Um novo texto de José Pinto Correia que a Colectividade Desportiva agradece.
Quando há muitos meses atrás terminou a participação portuguesa nos Jogos Olímpicos de Pequim da qual advieram resultados insuficientes para as expectativas que os dirigentes e o País tinham à partida dos atletas para aquela importantíssima competição mundial, ouviu-se com inusitada frequência falar nos meandros mediáticos e não só da necessidade de repensar e reorganizar o desporto de alta competição entre nós. Tal “empresa” foi desde logo afirmada a quente nos Jogos de Pequim pelo próprio Presidente do Comité Olímpico de Portugal (COP) como indispensável.

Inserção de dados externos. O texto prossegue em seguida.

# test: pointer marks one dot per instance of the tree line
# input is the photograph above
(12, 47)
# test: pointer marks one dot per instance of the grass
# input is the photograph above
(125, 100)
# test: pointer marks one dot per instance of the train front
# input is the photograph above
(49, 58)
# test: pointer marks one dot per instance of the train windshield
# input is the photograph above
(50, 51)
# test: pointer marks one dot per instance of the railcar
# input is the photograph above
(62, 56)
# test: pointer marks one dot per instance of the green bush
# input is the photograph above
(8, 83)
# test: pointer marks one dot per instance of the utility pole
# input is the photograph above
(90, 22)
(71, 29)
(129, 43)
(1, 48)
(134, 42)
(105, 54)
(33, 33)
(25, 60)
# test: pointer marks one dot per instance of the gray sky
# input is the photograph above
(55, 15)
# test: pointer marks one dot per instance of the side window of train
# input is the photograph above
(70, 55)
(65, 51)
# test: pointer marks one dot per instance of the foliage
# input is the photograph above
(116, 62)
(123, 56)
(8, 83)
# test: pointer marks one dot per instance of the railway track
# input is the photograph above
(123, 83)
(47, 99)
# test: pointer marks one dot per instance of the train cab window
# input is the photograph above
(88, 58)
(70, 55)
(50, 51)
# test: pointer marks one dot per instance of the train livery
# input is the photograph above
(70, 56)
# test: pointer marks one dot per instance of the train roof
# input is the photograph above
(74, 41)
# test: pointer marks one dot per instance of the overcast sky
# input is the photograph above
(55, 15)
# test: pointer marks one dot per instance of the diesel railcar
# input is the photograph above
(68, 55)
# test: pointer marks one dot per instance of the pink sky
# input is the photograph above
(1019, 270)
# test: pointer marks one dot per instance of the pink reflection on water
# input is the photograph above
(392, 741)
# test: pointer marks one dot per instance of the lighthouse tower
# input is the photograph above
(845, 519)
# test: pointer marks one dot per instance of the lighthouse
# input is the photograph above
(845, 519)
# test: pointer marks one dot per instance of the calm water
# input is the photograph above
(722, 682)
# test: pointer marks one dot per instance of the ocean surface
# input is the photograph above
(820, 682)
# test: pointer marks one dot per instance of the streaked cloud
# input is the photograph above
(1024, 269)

Acontece todavia que este tipo de afirmações carecem genericamente de substância e de consequente empenhamento, quer associativo quer governamental, pois não indicam desde logo quais os domínios e modelos dessa mudança, nem, por maioria de exigência, que opções novas seriam necessárias, que outra estratégia de desenvolvimento e organização ou mesmo que outros tipos de liderança e de líderes deveriam protagonizar tais processos de renovação desportiva em Portugal. Estas afirmações correm subsequentemente sobre um autêntico e completo vazio de iniciativa político-governamental, à cabeça, e também da completa falta de acções consequentes pelos dirigentes máximos das estruturas associativas desportivas e do próprio Comité Olímpico de Portugal.

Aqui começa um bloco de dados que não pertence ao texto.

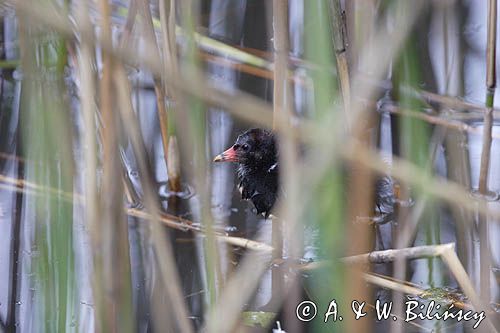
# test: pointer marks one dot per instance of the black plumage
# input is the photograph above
(256, 153)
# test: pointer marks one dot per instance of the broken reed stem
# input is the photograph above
(163, 249)
(386, 256)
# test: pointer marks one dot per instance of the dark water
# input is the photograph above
(456, 61)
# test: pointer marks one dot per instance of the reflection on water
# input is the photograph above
(242, 23)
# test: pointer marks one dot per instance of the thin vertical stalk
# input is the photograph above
(114, 305)
(167, 23)
(340, 45)
(484, 248)
(163, 249)
(280, 92)
(87, 98)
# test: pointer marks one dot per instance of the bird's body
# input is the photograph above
(256, 153)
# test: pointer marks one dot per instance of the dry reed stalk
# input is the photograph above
(173, 174)
(258, 112)
(451, 102)
(408, 172)
(386, 256)
(170, 64)
(450, 258)
(484, 248)
(168, 220)
(339, 31)
(289, 226)
(280, 92)
(163, 250)
(110, 236)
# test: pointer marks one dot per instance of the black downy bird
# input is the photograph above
(256, 153)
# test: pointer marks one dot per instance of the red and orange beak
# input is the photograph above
(228, 156)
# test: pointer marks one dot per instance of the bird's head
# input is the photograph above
(255, 147)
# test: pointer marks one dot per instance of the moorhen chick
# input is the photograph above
(256, 153)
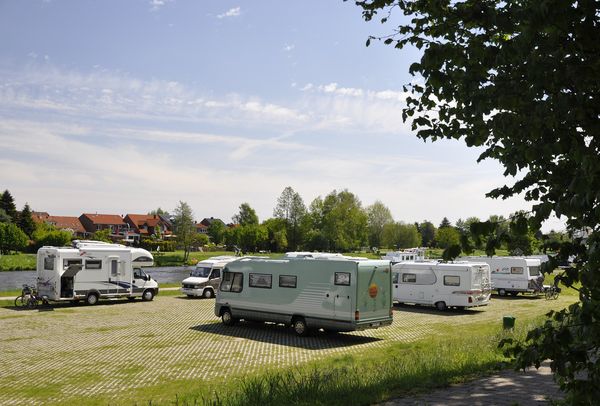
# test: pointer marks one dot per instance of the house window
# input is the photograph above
(287, 281)
(232, 282)
(451, 280)
(342, 278)
(409, 278)
(260, 280)
(93, 264)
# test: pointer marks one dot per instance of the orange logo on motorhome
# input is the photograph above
(373, 290)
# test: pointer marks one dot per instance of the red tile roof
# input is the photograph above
(111, 219)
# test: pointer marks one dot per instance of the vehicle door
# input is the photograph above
(215, 278)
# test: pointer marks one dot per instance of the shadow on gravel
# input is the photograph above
(281, 335)
(62, 305)
(411, 308)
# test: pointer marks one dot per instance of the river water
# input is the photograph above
(12, 280)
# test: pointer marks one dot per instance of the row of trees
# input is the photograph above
(19, 232)
(339, 222)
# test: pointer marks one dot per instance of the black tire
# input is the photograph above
(148, 295)
(227, 318)
(300, 327)
(20, 302)
(92, 299)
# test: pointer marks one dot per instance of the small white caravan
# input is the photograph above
(411, 254)
(443, 285)
(308, 294)
(511, 275)
(92, 270)
(204, 280)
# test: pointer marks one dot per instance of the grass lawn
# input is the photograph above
(17, 262)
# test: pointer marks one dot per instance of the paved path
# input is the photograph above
(511, 388)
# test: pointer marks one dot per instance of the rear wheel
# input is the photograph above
(300, 327)
(148, 295)
(227, 318)
(92, 299)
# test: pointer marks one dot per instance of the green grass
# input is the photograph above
(371, 376)
(17, 262)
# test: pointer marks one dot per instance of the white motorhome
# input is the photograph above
(335, 295)
(411, 254)
(443, 285)
(204, 280)
(511, 275)
(92, 270)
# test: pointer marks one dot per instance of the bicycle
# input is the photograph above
(28, 298)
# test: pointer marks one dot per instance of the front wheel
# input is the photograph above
(227, 318)
(300, 327)
(148, 295)
(92, 299)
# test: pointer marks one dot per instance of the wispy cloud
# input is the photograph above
(157, 4)
(232, 12)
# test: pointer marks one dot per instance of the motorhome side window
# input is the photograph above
(93, 264)
(232, 282)
(287, 281)
(450, 280)
(342, 278)
(260, 280)
(409, 278)
(49, 263)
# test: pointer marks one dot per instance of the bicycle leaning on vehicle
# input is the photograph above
(29, 298)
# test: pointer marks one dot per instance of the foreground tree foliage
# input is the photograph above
(521, 79)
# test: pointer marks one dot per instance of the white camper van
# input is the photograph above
(443, 285)
(93, 270)
(336, 295)
(511, 275)
(204, 280)
(410, 254)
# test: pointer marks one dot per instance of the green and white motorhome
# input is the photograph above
(308, 294)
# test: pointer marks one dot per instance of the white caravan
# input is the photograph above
(511, 275)
(204, 280)
(443, 285)
(308, 294)
(93, 270)
(411, 254)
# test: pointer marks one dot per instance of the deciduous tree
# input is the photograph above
(520, 80)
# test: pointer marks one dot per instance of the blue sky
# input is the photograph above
(125, 106)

Ora, esta incapacidade de apresentar os fundamentos racionais de reorganização e/ou renovação do nosso desporto de alta competição assenta primariamente no facto de não existirem estudos sérios e profundos sobre a realidade organizativa, de gestão ou económica desse mesmo desporto. Nestes vários anos da legislatura do actual Governo não se assistiu a nenhum esforço de realização de trabalhos de estudo sério sobre a gestão e a economia do desporto português, quer sob iniciativa do próprio Governo e da sua orgânica de administração pública desportiva, nem do próprio Comité Olímpico ou de outras estruturas do movimento desportivo.
Não se conhecem, deste modo, desde há mais de cinco anos – que são passados com o actual Governo em funções – quaisquer estudos e investigações detalhadas também sobre a organização e gestão ou planeamento estratégico do desporto português.
Não existiram ao longo de todo este tempo, por conseguinte, quadros de diagnóstico ou de reflexão sobre a organização, gestão e planeamento das federações desportivas, nos quais se pudessem avaliar os critérios de funcionamento das respectivas estruturas, os processos de decisão, as principais carências organizacionais e técnicas, os modelos de liderança ou, ainda mais, os métodos de planeamento estratégico e de fixação dos objectivos essenciais de desenvolvimento, por exemplo.
Por outro lado, não se conhecem igualmente estudos que se reportem aos métodos de trabalho entre as federações e os clubes desportivos, como é realizada a cooperação e coordenação dos respectivos esforços de desenvolvimento das modalidades e dos atletas e treinadores respectivos, ou mesmo sobre o modo como é feita a preparação técnica e científica dos treinadores e o apuramento metodológico do treino das diferentes modalidades.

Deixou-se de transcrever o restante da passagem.